In apartments, everyone minds their own business even on those rare occasions when you’d like them to mind your business. In fact, yesterday, I brought a really good-looking female visitor and no one even stared. Normally, in plots, these are the moments you look forward to. You want everyone to see. In your head, you are saying, “Yes, keep looking at her, you people. Look at my new bae. I have taste.” But in an apartment block, you can even show up with Beyoncé and no one will give a damn.
Anyway, back to gate protocol, I have also noticed that apartments have guards who behave like secret service agents. Every visitor gets probed like a terrorism suspect and asked a million questions before being let in. The visitor also has to produce their ID, or at least write their name down. That’s as non-negotiable as a daily dose of bread for a high schooler.
Sometimes when you have a visitor, one of the guards calls you on phone to seek your approval before permitting entry. This kind of treatment makes you feel like a high ranking official.
I am surprised that the watchmen at my new apartment block haven’t even asked for ‘soda’. They must be getting paid well. Musyoka, our ploti watchman used to ask for soda, tea and every other beverage that exists on planet earth.
Another noticeable difference is how ‘shiny’ the children are. In apartments, children always look like they have just eaten Weetabix, rolls of fried sausage and margarine. Yes, children in apartments call it margarine, not Blue Bland. Like “Mummy, could you pass me some margarine.” And the mum is like “Sure son.” When a child in a plot asks for Blue Band/margarine, the mum will fire back with “Soma ununue yako! (Study so you can buy your own!)”

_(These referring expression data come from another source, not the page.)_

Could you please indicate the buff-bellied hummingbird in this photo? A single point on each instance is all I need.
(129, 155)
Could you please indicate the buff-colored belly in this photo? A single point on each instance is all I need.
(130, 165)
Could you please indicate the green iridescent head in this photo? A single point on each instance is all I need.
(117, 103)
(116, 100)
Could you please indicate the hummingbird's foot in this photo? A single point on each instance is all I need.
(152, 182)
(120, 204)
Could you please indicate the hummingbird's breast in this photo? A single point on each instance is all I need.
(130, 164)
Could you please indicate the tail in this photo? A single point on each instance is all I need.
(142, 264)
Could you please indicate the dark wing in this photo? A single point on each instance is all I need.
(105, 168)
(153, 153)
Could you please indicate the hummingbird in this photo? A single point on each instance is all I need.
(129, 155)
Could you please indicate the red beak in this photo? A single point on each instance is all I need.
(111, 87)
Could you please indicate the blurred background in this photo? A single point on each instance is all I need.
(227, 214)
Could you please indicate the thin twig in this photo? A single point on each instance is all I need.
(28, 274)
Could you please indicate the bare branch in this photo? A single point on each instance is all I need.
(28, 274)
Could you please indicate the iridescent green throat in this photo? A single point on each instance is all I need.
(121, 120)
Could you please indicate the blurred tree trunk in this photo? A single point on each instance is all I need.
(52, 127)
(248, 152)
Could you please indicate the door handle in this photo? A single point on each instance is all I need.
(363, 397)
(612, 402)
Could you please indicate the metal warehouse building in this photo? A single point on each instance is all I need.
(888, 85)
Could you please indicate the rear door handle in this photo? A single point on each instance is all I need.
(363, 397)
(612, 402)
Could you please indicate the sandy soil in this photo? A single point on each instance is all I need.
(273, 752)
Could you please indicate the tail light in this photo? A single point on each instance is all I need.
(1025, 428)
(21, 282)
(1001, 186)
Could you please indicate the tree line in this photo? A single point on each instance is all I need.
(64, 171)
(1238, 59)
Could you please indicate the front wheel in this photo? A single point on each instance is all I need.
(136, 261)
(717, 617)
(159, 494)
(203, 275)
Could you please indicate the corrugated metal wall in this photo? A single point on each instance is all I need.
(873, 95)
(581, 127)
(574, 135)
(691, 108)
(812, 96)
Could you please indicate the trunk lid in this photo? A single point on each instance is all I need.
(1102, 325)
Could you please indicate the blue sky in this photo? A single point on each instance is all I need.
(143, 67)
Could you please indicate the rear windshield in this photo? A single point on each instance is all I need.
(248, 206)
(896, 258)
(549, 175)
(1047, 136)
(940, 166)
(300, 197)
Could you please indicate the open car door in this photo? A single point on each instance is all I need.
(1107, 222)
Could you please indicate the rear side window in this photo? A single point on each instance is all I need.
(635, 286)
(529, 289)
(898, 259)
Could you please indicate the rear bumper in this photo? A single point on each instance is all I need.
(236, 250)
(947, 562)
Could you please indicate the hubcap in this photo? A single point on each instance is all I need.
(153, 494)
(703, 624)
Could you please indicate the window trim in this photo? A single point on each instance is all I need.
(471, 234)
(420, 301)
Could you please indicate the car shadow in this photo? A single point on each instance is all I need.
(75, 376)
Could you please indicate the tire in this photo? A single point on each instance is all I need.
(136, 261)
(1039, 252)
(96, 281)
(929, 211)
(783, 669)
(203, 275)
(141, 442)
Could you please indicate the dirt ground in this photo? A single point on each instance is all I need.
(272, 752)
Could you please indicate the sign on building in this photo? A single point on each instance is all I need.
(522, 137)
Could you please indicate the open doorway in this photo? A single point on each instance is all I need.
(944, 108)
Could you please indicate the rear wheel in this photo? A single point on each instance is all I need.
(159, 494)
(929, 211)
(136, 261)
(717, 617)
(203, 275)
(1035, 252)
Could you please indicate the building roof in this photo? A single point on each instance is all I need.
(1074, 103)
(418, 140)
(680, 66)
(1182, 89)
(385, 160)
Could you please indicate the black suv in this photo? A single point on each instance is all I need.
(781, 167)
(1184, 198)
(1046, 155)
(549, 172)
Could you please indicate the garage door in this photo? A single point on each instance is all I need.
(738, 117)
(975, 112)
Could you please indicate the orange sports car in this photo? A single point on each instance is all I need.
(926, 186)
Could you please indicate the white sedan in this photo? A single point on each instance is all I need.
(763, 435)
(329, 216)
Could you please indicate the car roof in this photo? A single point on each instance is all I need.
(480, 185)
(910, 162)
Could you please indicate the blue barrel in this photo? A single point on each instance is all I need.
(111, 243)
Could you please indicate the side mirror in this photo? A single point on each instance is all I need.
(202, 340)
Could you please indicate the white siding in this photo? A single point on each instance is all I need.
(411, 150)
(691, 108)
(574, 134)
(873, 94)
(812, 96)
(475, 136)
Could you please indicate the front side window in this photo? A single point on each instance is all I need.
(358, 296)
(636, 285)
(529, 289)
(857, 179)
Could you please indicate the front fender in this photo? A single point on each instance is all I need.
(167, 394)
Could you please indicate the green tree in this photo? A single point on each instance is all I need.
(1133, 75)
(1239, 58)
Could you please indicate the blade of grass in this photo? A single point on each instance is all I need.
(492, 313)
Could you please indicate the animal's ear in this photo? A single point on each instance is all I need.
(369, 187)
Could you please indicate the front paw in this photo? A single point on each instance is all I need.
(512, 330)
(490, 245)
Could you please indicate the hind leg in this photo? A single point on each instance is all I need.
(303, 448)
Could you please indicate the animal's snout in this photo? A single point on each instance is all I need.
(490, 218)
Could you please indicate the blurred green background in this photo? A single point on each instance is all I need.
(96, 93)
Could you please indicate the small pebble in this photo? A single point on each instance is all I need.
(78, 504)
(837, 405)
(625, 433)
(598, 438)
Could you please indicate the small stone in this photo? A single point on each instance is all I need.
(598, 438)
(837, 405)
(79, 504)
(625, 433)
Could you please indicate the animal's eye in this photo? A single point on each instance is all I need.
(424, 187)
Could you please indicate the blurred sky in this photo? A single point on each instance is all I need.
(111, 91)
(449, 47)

Children in apartments are also dropped and picked from their academies by school buses. Some are picked and dropped by their parents. Children in plots, on the other hand, are usually picked and dropped by a nduthi rider or by a house help who always seems to be walking too fast and the poor, exhausted child can’t keep up.
I am still amazed by other things. Right now everyone has a DSTV dish outside their house except me. I have also been told that I’ll be depositing rent in a bank account yet I am just used to sending M-Pesa or giving cash.
The welcoming message when I moved in read, ‘Dear new tenant. We are glad to welcome you to our lavish apartments. In case of any emerging hiccup or burning query, get in touch with the property manager. He will be glad to offer extensive assistance. Also, don’t forget to deposit your rent in account number xxxxx in a timely and fashionable manner before the 5th of every month. Thank you and enjoy your lengthy stay.’
My goodness! So, apartments have a property manager, not a caretaker that has a crush on your girlfriend? I almost replied with “Thank you very much, can I stay here forever?” I deleted that because sending it would have been silly.
If this isn’t paradise, then tell me where is. Next Sunday, Aunty Agnes will definitely give a testimony about her nephew Philip who has moved from a ploti to an apartment.